Noncommutative magnetic moment, fundamental length and lepton size
T. C. Adorno, D. M. Gitman, A. E. Shabad

TL;DR
The paper explores how noncommutative electrodynamics sets upper bounds on fundamental length scales through magnetic moment considerations, but these bounds are not yet tight enough to explain the muon magnetic moment discrepancy.
Contribution
It provides new upper bounds on fundamental length from noncommutative electrodynamics and discusses their implications for lepton size and magnetic moments.
Findings
Fundamental length bounds are larger than current estimates of electron and muon sizes.
Noncommutative electrodynamics alone cannot fully explain the muon magnetic moment discrepancy.

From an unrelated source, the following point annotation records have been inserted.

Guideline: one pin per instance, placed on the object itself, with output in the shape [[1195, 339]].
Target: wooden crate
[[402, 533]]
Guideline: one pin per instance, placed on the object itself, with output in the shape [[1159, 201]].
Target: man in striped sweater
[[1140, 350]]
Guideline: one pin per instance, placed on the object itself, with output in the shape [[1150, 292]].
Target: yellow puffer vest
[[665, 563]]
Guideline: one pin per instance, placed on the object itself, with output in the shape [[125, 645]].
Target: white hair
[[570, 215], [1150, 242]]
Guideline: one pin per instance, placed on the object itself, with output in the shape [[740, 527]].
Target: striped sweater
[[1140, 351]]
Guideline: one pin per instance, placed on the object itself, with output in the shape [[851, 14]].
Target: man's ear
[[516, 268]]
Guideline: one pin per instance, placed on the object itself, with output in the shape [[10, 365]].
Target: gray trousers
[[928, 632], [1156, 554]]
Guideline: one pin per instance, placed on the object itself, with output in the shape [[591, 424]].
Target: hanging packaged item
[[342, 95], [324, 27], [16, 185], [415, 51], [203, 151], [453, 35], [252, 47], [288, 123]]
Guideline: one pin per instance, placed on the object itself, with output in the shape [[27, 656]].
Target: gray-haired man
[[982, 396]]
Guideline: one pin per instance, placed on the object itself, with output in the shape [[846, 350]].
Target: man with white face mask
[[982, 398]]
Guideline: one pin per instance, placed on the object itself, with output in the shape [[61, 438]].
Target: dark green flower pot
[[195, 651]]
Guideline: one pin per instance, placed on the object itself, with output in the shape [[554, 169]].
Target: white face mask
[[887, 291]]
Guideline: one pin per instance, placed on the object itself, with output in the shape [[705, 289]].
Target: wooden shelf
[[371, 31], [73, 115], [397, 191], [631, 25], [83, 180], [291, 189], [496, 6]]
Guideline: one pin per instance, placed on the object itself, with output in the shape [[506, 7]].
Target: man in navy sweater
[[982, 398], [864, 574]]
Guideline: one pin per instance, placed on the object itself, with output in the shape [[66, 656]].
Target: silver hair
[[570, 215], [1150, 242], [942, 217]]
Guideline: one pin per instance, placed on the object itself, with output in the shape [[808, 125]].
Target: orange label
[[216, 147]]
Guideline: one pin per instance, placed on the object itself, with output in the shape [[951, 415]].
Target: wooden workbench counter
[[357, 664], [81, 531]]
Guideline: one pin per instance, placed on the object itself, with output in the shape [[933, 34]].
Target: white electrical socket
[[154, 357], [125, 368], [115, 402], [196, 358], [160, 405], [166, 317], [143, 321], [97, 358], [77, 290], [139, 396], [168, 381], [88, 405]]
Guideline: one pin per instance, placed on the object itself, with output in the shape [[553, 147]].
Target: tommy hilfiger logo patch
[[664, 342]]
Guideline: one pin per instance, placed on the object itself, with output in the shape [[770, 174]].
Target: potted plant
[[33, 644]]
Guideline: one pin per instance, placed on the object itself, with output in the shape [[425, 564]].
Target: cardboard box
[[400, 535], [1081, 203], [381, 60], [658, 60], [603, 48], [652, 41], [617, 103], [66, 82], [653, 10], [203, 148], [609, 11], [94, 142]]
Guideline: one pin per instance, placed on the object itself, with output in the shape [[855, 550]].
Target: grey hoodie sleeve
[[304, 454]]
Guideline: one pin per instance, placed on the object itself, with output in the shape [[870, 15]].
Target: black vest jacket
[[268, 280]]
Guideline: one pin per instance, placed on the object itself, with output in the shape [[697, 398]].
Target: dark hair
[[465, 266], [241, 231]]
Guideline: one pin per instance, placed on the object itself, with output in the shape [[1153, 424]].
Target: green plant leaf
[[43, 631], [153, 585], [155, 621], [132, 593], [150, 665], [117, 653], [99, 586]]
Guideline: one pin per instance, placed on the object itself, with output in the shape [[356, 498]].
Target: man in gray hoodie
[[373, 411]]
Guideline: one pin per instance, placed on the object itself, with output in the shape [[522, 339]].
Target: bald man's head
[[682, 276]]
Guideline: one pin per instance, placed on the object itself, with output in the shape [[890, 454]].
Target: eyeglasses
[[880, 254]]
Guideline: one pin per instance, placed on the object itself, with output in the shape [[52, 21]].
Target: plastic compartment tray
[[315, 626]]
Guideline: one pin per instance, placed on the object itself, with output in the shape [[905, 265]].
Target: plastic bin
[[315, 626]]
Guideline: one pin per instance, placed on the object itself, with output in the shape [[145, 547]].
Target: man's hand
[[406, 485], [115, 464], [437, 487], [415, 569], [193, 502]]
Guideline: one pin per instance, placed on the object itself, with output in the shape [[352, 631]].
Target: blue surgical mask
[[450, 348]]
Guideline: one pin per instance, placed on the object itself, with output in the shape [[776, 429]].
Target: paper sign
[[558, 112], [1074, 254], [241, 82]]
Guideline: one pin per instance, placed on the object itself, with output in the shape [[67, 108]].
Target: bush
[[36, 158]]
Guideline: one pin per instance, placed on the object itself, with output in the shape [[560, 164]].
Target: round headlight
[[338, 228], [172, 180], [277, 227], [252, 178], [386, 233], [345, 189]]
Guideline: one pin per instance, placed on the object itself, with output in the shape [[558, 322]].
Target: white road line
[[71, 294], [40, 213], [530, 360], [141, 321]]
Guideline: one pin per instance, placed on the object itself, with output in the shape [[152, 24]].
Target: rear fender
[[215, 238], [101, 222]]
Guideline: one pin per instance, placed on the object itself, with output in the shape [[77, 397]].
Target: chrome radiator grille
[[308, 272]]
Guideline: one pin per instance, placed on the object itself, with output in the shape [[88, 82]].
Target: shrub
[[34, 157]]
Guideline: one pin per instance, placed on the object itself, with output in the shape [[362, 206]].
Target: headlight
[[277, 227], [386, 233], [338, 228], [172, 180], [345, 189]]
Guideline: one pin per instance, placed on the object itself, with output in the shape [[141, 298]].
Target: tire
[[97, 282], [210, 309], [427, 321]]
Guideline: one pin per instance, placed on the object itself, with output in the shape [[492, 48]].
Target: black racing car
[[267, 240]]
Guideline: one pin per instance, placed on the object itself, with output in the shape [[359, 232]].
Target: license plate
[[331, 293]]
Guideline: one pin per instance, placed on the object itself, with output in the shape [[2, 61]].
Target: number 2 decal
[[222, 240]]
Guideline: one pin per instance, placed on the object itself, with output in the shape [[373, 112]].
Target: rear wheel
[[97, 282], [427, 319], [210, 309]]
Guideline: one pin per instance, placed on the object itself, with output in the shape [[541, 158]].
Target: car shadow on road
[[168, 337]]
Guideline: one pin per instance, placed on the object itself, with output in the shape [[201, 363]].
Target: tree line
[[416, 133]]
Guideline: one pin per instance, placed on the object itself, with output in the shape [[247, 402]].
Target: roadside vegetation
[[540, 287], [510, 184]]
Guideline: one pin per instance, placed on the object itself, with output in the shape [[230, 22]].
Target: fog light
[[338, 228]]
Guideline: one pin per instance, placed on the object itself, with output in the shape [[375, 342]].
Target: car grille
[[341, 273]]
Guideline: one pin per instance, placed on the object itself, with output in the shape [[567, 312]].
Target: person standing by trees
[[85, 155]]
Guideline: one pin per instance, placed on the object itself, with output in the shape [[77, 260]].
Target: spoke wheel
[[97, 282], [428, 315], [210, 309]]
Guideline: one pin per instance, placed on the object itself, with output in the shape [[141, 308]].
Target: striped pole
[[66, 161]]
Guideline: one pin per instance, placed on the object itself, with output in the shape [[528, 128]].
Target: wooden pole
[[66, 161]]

Future improvements in measurements could tighten bounds to match lepton compositeness scales.
Abstract
Upper bounds on fundamental length are discussed that follow from the fact that a magnetic moment is inherent in a charged particle in noncommutative (NC) electrodynamics. The strongest result thus obtained for the fundamental lenth is still larger than the estimate of electron or muon size achieved following the Brodsky-Drell and Dehlmet approach to lepton compositeness. This means that NC electrodynamics cannot alone explain the whole existing descrepancy between the theoretical and experimental values of the muon magnetic moment. On the contrary, as measurements and calculations are further improved, the fundamental length estimate based on electron data may go down to match its compositeness radius.